The Isle of Man is a strange place but in a good way. In fact, it’s a hidden gem. Most of us know where it is (for those who don’t, it’s in the Irish Sea due west of the Lake District); many have seen it from afar as, on a clear day, it is visible from Wales, England, Scotland and Ireland and it’s probably most famous for its annual TT motorcycle races. Often though, the news about the races is how many riders have been injured or died.
It is a British Crown Dependency (whatever that is) and has its own government, currency and laws and low tax rates, which make it a bit of a tax haven. Though not far away geographically, it’s still a four hour ferry journey from Liverpool.
Whilst it is, of course, a modern ‘country’ in every way, it has retained much of its Victorian infrastructure, which gives it olde-worldy appeal for people like me. It still operates the world’s first, horse-drawn, passenger tramway in Douglas, the island’s capital and has an electric tramway, an electric mountain railway and a narrow gauge steam railway. In addition, it has castles, pretty villages and glens, beaches, a mountain, harbours, historical sites in abundance etc. and yet, who do you know who has actually been there? Well I have and I will return. (Hopefully, the tourist board will read this and offer me an expenses paid lecture tour!)
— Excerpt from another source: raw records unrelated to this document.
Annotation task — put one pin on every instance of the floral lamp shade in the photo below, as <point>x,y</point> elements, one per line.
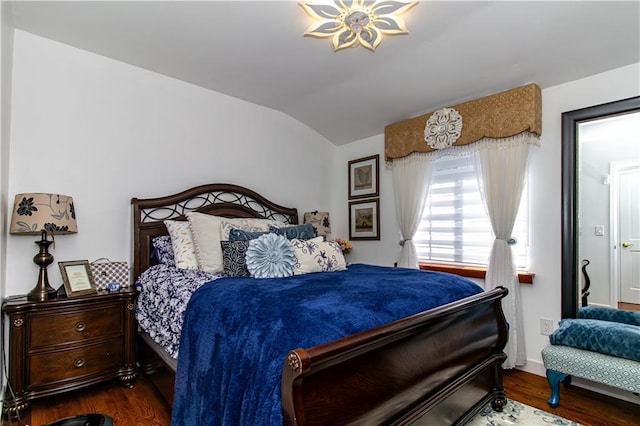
<point>37,212</point>
<point>319,221</point>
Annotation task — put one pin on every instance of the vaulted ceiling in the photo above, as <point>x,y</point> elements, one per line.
<point>255,50</point>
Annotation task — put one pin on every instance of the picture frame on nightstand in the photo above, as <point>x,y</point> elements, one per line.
<point>77,278</point>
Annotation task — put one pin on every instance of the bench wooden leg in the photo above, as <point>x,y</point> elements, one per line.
<point>554,378</point>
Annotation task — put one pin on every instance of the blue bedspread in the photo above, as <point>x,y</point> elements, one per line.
<point>237,332</point>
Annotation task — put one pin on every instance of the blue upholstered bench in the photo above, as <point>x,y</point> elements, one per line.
<point>602,345</point>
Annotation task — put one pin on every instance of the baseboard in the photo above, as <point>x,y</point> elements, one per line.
<point>537,368</point>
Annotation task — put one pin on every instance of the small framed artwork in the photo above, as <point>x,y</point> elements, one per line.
<point>364,220</point>
<point>363,177</point>
<point>77,277</point>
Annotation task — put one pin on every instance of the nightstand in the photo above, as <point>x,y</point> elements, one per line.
<point>68,343</point>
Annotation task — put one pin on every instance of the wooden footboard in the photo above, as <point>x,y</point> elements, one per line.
<point>437,367</point>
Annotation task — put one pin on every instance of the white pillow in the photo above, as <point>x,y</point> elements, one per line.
<point>207,233</point>
<point>182,243</point>
<point>205,230</point>
<point>317,256</point>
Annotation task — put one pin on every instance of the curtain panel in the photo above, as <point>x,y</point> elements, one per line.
<point>498,129</point>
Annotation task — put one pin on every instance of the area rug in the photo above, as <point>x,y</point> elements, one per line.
<point>516,413</point>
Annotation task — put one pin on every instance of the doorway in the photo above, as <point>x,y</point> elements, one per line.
<point>608,164</point>
<point>625,196</point>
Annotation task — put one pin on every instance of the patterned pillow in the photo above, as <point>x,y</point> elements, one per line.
<point>610,314</point>
<point>183,248</point>
<point>242,235</point>
<point>246,224</point>
<point>270,256</point>
<point>605,337</point>
<point>163,250</point>
<point>301,232</point>
<point>233,258</point>
<point>317,256</point>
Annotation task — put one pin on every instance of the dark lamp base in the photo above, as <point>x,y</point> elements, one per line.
<point>42,291</point>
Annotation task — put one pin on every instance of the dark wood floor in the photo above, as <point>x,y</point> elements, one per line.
<point>141,405</point>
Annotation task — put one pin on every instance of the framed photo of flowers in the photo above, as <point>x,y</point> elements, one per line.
<point>363,177</point>
<point>364,220</point>
<point>77,278</point>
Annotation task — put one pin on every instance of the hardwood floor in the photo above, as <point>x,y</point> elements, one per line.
<point>629,306</point>
<point>142,405</point>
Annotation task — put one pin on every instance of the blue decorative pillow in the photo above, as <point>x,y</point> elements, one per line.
<point>233,258</point>
<point>270,256</point>
<point>301,232</point>
<point>606,337</point>
<point>163,250</point>
<point>242,235</point>
<point>610,314</point>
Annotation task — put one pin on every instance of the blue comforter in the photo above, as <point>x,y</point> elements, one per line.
<point>237,332</point>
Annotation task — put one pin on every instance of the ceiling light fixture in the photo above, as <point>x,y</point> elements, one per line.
<point>357,21</point>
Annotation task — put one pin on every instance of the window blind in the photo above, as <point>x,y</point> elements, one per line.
<point>455,227</point>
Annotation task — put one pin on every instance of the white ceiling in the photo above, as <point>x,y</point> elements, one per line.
<point>455,51</point>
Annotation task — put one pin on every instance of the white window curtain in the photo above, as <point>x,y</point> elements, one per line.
<point>501,166</point>
<point>411,181</point>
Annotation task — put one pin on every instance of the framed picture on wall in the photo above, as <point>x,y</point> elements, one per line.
<point>364,220</point>
<point>363,177</point>
<point>77,277</point>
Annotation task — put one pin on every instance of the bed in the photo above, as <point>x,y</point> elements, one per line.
<point>437,366</point>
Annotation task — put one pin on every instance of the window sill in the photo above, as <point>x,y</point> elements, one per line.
<point>471,271</point>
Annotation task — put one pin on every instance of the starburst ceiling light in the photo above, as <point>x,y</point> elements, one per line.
<point>350,22</point>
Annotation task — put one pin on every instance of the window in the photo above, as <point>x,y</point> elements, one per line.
<point>455,227</point>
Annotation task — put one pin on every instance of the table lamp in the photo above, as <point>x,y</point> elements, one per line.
<point>43,214</point>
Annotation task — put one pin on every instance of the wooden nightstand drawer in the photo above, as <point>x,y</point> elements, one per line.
<point>50,328</point>
<point>51,367</point>
<point>68,343</point>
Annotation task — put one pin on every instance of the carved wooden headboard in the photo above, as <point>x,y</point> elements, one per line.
<point>220,199</point>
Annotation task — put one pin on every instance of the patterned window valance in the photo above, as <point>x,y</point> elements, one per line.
<point>500,115</point>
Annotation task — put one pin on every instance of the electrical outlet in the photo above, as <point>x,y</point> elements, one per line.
<point>546,326</point>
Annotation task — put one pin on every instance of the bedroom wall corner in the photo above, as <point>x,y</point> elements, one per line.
<point>6,54</point>
<point>542,299</point>
<point>105,131</point>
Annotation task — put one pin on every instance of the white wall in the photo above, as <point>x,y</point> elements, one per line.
<point>542,299</point>
<point>6,52</point>
<point>103,132</point>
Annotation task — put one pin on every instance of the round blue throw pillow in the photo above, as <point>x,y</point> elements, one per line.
<point>270,256</point>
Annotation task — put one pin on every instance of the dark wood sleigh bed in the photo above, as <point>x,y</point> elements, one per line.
<point>440,366</point>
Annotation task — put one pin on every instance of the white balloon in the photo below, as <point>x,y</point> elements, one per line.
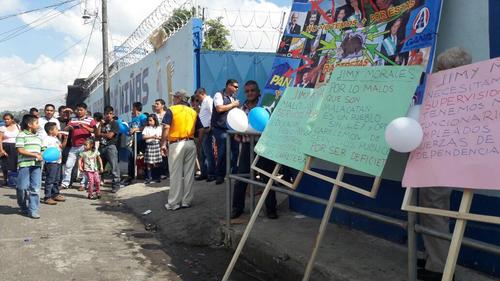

Today’s two magic lantern slides show Douglas when it was a thriving, rather up-market, Victorian seaside resort and the Laxey Wheel which was built in 1854 to remove water from a local mine and is still going strong. The waterwheel is 24 yards in diameter (‘yards’, remember those, before we apparently went metric) and you can see a couple of people climbing the steps, which nicely demonstrates the scale of this very impressive piece of engineering. Talking of metric distances, why does the media, especially the BBC, always describe distance in kilometres rather than miles? To my knowledge, Britain hasn’t formally adopted metric units of length ….. but perhaps I’m wrong. Whether we have or not, I’m sure that many people, like me, find it easier to relate to five miles than five kilometres. That’s today’s rant out of the way!
Both lantern slides were hand coloured when new and whilst not the finest examples of tinting, they would certainly have brought these views to life for Victorian audiences.
To see my Isle of Man booklets, visit my ‘My Books‘ page.
PS. For those interested in one hundred and thirty year old weather updates, it’s a bit overcast in Douglas and clear blue skies in Laxey.